While a good routine is important to getting good sleep, it is just as important to create the right conditions for sleep. When you have good sleep hygiene habits, nights feel more predictable, mornings have you waking up feeling refreshed, and your energy remains at stable levels during the day. What does that look like and how can you achieve it? Check out our tips below.

  • Maintain a steady sleep rhythm. Your bedtime and wake-up time are consistent—even on weekends. Over time, your body naturally begins to feel sleepy at night and alert in the morning without relying heavily on alarms or caffeine. Choose a regular wake-up time and then work backward to find the right bedtime.
  • Make sure light is working with you, not against you. If possible, spend 10-15 minutes in natural light after waking up. Morning light energizes you and anchors your internal clock. Then, when your evenings are calm and dim, you help to support your natural melatonin production helping with an easier transition to sleep.
  • Be mindful of the amount of caffeine you consume and when. Caffeine’s effects can linger for many hours and can affect how easy it is to fall asleep, sleep efficiency, and total sleep time—especially at higher doses. Recent research suggests 400 mg (approximately 2-3 small cups of coffee) can meaningfully disrupt sleep if consumed within 12 hours of bedtime. Depending on how an individual’s body reacts to caffeine, even smaller amounts too close to bedtime can disrupt sleep. For more information about caffeine and your health, click here to read more from our blog on caffeine.
  • Don’t rely on alcohol as a way to unwind in the evenings. While a drink may make you drowsy at first, alcohol will affect your sleep later in the night. It suppresses your REM sleep, a critical stage for memory and mood. The closer to bedtime and the more you drink, the more disruption you’ll likely see.
  • Regular physical activity improves sleep quality. Evening workouts aren’t universally harmful, but very strenuous late-night sessions may delay sleep in some people. A practical rule: finish intense exercise at least 3–4 hours before bed; easy stretching or a calm walk later is fine.
  • To nap, or not to nap.

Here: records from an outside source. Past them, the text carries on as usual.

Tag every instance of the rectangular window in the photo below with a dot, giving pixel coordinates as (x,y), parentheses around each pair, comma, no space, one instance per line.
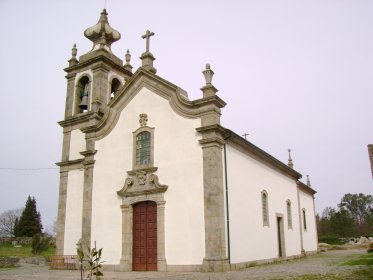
(265,208)
(288,208)
(143,148)
(304,219)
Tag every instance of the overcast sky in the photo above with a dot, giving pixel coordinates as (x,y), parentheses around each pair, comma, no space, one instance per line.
(295,74)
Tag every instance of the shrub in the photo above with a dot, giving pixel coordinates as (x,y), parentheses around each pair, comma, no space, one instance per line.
(39,244)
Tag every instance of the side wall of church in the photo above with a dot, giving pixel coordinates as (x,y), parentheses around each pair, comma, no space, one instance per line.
(178,156)
(250,239)
(310,231)
(74,204)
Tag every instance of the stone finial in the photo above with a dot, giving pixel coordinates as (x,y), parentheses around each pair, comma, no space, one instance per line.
(147,57)
(74,52)
(208,90)
(290,161)
(208,73)
(102,34)
(128,65)
(143,119)
(147,36)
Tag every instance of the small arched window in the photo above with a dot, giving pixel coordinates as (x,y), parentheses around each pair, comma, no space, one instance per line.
(265,208)
(304,219)
(143,146)
(82,95)
(288,209)
(115,85)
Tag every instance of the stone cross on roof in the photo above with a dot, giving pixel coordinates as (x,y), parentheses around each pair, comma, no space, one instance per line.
(147,37)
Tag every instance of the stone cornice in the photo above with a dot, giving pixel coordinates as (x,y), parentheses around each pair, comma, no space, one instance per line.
(79,118)
(232,138)
(212,128)
(70,164)
(141,182)
(100,60)
(303,187)
(88,153)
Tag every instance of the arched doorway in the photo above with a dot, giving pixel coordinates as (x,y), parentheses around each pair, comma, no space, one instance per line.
(144,257)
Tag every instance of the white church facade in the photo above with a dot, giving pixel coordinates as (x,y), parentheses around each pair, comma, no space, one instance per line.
(155,180)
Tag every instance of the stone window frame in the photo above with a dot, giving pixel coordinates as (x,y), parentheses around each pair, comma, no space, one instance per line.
(77,93)
(136,166)
(114,78)
(289,214)
(265,212)
(304,219)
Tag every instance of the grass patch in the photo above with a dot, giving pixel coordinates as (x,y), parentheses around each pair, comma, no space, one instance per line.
(366,259)
(8,250)
(361,274)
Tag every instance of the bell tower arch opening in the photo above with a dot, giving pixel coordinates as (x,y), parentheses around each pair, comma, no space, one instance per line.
(82,95)
(115,85)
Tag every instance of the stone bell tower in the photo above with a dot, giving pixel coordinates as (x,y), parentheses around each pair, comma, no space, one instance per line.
(92,82)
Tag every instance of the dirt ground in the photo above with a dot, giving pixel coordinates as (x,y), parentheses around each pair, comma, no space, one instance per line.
(326,263)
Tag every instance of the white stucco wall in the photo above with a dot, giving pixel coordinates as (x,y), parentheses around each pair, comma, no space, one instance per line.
(249,239)
(74,204)
(77,144)
(310,234)
(177,155)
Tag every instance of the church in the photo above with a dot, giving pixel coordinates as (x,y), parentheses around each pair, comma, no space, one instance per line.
(155,180)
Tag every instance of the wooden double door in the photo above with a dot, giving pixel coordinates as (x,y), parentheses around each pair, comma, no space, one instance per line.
(145,236)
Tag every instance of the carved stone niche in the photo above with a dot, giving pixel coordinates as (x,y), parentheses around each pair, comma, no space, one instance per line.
(141,182)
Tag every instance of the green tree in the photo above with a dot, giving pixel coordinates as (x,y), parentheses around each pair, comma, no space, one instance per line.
(29,223)
(8,220)
(358,205)
(342,223)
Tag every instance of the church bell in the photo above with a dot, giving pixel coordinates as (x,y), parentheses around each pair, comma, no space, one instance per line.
(84,103)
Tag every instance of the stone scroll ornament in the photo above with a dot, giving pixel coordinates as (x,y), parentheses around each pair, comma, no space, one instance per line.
(141,182)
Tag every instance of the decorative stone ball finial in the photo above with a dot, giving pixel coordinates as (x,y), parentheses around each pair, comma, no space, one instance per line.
(128,57)
(143,119)
(208,73)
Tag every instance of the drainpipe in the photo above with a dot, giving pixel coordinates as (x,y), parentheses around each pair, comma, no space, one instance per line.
(226,200)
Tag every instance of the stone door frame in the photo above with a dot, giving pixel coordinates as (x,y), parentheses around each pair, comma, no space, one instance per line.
(127,230)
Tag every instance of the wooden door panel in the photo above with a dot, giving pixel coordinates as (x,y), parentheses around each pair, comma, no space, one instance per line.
(145,236)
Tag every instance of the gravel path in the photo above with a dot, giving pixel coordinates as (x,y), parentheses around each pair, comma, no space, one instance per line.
(320,264)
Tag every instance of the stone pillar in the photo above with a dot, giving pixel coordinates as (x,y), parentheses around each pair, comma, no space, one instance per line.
(161,254)
(88,164)
(214,207)
(126,259)
(370,151)
(61,212)
(300,222)
(215,243)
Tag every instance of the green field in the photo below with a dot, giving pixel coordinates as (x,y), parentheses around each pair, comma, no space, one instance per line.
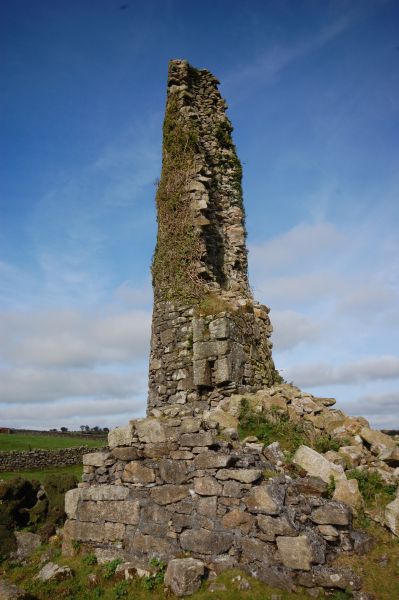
(22,441)
(41,474)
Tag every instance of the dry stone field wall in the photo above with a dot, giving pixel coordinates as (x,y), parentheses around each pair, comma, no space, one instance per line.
(209,337)
(36,459)
(179,485)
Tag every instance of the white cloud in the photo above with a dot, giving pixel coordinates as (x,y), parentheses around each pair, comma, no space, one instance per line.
(295,246)
(322,374)
(30,385)
(291,328)
(74,339)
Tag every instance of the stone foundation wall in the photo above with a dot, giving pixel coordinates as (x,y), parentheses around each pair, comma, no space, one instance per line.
(202,359)
(172,487)
(36,459)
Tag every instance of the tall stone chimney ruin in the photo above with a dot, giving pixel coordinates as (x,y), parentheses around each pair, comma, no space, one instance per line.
(209,339)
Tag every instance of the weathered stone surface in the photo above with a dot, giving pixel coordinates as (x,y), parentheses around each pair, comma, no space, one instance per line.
(377,438)
(347,491)
(123,511)
(95,459)
(9,591)
(27,543)
(327,577)
(362,542)
(351,454)
(232,489)
(238,519)
(296,552)
(168,494)
(183,576)
(243,475)
(207,486)
(104,492)
(332,513)
(125,453)
(104,555)
(315,464)
(308,486)
(151,431)
(135,472)
(207,506)
(121,436)
(173,471)
(206,542)
(256,550)
(53,572)
(151,546)
(266,499)
(392,516)
(274,526)
(95,532)
(212,460)
(204,438)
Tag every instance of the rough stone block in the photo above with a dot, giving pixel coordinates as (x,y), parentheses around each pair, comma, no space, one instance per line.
(392,516)
(95,459)
(115,511)
(265,499)
(212,460)
(169,494)
(72,499)
(151,431)
(27,543)
(332,513)
(275,526)
(151,546)
(243,475)
(220,329)
(121,436)
(315,464)
(256,550)
(204,438)
(172,471)
(295,552)
(125,453)
(104,492)
(207,486)
(347,491)
(135,472)
(327,577)
(204,350)
(206,542)
(183,576)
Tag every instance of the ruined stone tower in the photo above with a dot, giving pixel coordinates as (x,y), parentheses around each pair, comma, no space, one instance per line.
(209,337)
(180,485)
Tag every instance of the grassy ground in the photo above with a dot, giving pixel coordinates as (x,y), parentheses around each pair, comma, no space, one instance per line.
(108,586)
(41,474)
(380,568)
(22,441)
(379,571)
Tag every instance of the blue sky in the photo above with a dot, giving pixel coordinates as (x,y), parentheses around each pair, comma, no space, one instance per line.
(312,88)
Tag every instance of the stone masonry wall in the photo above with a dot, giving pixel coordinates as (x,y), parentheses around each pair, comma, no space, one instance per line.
(177,487)
(218,343)
(35,459)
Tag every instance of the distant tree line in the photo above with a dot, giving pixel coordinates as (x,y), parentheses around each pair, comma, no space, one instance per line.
(85,429)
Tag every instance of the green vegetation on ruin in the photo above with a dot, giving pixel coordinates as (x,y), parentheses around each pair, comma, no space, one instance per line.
(25,441)
(275,426)
(372,487)
(177,252)
(42,474)
(380,576)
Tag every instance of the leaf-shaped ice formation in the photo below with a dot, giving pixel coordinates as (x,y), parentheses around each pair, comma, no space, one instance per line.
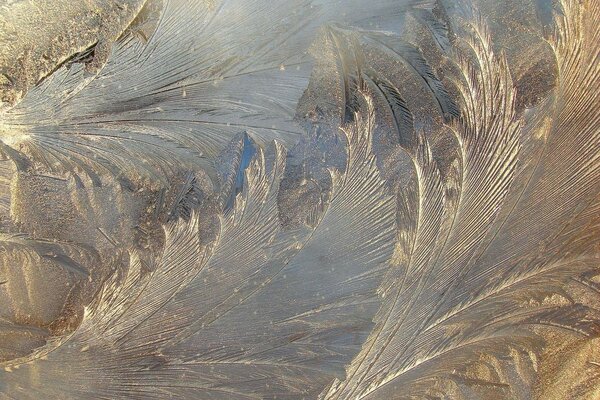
(209,71)
(470,271)
(476,279)
(305,298)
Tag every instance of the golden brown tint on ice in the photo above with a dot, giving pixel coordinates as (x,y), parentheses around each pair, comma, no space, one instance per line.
(299,199)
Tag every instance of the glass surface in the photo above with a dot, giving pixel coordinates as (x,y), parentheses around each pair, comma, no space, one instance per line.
(251,199)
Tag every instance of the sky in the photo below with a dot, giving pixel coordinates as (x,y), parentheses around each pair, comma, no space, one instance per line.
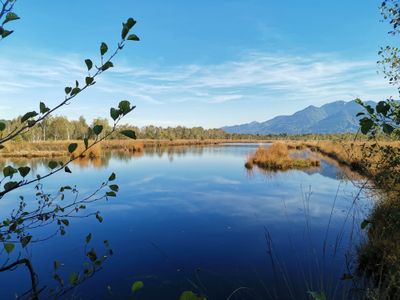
(205,63)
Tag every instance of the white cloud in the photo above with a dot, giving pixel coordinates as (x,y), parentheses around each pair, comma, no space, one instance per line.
(256,77)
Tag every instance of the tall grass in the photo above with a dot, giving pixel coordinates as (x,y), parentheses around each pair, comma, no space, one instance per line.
(277,157)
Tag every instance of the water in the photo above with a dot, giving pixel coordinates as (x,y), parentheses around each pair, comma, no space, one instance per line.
(193,218)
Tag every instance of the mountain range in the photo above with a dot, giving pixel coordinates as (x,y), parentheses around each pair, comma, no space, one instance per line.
(334,117)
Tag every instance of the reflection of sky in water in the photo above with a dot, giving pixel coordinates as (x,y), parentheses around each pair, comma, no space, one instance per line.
(192,208)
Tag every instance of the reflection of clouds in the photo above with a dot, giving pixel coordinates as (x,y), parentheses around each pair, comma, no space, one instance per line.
(274,206)
(223,180)
(144,180)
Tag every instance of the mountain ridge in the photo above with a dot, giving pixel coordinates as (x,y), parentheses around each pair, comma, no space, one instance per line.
(334,117)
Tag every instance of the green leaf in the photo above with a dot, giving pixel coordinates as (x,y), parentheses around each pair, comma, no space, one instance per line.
(89,64)
(114,113)
(11,16)
(124,106)
(28,115)
(128,133)
(6,33)
(23,171)
(382,107)
(52,164)
(133,37)
(112,177)
(107,65)
(97,129)
(88,238)
(9,171)
(72,147)
(364,224)
(43,108)
(125,31)
(25,240)
(92,255)
(388,129)
(130,23)
(9,247)
(137,285)
(73,278)
(75,91)
(10,185)
(103,48)
(89,80)
(111,194)
(366,125)
(347,277)
(114,187)
(99,218)
(317,295)
(189,295)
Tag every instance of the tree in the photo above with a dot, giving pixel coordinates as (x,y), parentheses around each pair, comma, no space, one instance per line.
(17,232)
(379,256)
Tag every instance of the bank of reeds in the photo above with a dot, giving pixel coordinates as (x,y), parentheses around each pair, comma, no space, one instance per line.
(277,157)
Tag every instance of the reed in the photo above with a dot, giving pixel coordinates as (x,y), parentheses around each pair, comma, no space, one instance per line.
(277,157)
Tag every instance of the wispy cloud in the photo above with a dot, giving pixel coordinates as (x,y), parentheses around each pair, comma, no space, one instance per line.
(258,78)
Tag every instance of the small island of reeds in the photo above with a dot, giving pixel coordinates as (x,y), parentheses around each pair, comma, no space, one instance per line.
(277,157)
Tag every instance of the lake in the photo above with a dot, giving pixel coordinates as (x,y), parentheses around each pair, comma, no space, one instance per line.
(193,218)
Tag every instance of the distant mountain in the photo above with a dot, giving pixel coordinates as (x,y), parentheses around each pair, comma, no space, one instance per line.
(335,117)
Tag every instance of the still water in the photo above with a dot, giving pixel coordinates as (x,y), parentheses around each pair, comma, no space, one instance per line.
(193,218)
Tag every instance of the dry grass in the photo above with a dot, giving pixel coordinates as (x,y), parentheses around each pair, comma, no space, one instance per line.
(277,157)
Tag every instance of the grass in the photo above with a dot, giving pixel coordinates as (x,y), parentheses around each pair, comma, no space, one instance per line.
(277,157)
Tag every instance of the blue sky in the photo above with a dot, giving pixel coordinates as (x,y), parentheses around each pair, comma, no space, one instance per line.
(209,63)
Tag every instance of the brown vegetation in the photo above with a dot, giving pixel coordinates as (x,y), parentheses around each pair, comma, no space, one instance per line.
(277,157)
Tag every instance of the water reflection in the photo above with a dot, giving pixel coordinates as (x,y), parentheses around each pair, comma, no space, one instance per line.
(191,218)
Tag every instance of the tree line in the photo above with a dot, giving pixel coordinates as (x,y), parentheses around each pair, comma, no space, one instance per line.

If you do feel the need for a nap during the day, aim for 10–20 minutes in the early afternoon to boost alertness without grogginess. Longer or late-day naps can cut into nighttime sleep.
  • Ensure that you have a sleep-friendly bedroom. Cool (most people sleep well with a temperature set in the mid-60s), dark, and quiet works best. Blackout shades, a white-noise machine, and minimizing in-room electronics can help. Many experts recommend stopping all screen use 1-2 hours before bed. If that’s not possible, dim the screens or use night mode if possible.
  • Develop a relaxing evening routine. Give yourself 30–60 minutes before bed to help yourself wind-down. This could be light reading, a warm shower, gentle stretches, or a brief mindfulness practice. Try to avoid screens
  • Keep your bedroom for sleeping. If you’re awake and frustrated after about 20 minutes, get up, keep lights low, and do something quiet until you feel sleepy—then return to bed. This retrains your brain to associate bed with sleep.

Sleep Disorder Warning Signs

If implementing the tips above don’t seem to help your sleeping habits, and you continue to feel unrefreshed despite enough time in bed, it may be time to seek some medical help. Everyone has sleep issues from time to time, but if it lasts for several weeks or more and significantly affects your daily life, you could be experiencing a sleep disorder condition. Here are some warning signs:

  • Struggling to fall asleep or stay asleep
  • Struggling to stay awake when inactive, such as when watching television or reading
  • Performance problems at work
  • Memory issues
  • Trouble concentrating and paying attention
  • Heartburn that keeps you awake
  • Physical pain that wakes you during the night
  • Uncomfortable, restlessness in your legs when you are trying to sleep, or your legs are still for a long period of time
  • Loud snoring with pauses, choking, or gasping

Good sleep hygiene isn’t about perfection. It’s about creating strong habits that support your mind and body. By setting steady rhythms, creating a calm sleeping environment, and making mindful, intentional choices throughout the day, you can give yourself the best chance and deep, restful sleep that your body needs to thrive.